ボリンジャーバンドは、ジョン・ボリンジャーが開発したテクニカル分析方法で、移動平均にボラティリティーの概念を取り入れたものです。一般的には21日移動平均線を中心として上下に1標準偏差、2標準偏差乖離した線を描くものでしたが、各人の好みでこの数値を2.5倍、3倍とする場合もあります。
相場環境に余程の変化がない場合の上・下限からの反転あるいはボックス圏からの保合い放たれを統計的に判断する材料とすることがあります。
売買ポイント
通常のマーケット環境において、逆張りの手法に使われることが多く、2標準偏差に接近したところでは戻り売り、マイナス2標準偏差に接近したところでは押し目買いが有効とされています。しかし、予想外の変動時には2標準偏差乖離線を突破してそのままトレンドを形成していくケースもあるので注意が必要です。

昭和初期に株価チャートの研究者であった細田吾一さん(ペンネーム、一目山人)が多くの人手をかけて開発し、現在では日本を代表するチャート分析法として広く知られています。

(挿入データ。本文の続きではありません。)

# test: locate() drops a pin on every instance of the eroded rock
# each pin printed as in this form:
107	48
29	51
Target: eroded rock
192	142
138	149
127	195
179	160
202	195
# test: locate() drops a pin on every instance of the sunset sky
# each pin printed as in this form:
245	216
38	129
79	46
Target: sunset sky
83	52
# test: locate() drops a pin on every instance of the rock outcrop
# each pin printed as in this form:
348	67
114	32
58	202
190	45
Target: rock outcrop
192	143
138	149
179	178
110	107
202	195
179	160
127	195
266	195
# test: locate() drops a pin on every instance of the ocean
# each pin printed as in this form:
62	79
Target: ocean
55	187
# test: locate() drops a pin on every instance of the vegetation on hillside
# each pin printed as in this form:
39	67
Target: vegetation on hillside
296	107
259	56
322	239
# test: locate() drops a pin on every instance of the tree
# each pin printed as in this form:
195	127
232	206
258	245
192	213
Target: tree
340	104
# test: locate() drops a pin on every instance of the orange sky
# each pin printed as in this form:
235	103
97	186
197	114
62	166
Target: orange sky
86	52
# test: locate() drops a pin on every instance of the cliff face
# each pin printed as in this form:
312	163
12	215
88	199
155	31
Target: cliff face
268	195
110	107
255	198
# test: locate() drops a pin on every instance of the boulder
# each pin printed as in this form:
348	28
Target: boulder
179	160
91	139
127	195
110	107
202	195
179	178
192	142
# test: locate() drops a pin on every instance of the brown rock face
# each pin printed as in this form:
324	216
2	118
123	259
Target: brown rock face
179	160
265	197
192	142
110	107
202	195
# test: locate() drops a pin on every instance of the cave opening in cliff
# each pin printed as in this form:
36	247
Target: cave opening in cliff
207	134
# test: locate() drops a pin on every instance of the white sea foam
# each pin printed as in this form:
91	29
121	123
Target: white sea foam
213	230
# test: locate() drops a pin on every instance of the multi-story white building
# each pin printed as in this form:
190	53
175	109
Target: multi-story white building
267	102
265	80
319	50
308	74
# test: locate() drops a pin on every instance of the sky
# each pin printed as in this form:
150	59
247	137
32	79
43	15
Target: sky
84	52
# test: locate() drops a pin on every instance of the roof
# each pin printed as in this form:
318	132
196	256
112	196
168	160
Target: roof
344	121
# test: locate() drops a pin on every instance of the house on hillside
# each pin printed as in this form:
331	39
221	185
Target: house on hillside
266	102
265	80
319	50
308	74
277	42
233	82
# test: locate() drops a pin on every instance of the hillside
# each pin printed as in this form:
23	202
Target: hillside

過去の価格分析に日柄分析を取り入れ融合させたものです。
五つの線の算出方法
- 転換線(短期転換周期)
- 当日を含む過去9日間の高値と安値の中間値です。
- 基準線(長期基準周期)
- 当日を含む過去26日間の高値と安値の中間値です。
- 遅行スパン
- 当日の終値を、当日を含む26日前に遡って記録したものです。
- 先行スパン1
- 当日の転換線と基準線の中間値を、当日を含む26日先に記録したものです。
- 先行スパン2
- 当日を含む過去52日間の高値と安値の中間値を、当日を含む26日先に記録したものです。
注)一目均衡表では当日を第一番目の日として数えます。
売買ポイント
一目均衡表を構成する各線が実際の相場の位置関係によってサポートおよびレジスタンスになり得ます。例えば、転換線が基準線より上の場合で(所謂、ゴールデン・クロス発生後)相場の動きが転換線よりうえで推移している間、相場は上昇基調を続ける可能性が高くなります。
そして、上昇のサポートとなり得ます。このパターンとは全く反対の状態は、レジスタンスとなり得ます。
また、先行スパン1と2に挟まれた領域は一般的に雲と呼ばれ、現状および今後の相場動向を考察するうえにおいて重要なチャート・ポイントとみなされることがしばしばあります。(その片端で相場が支持されたり、抵抗となるケースが多い)
そして、その厚みによってサポート・レジスタンスの強さも視覚的に捉えることができ、今では世界中で支持されているチャート分析ツールの一つということができます。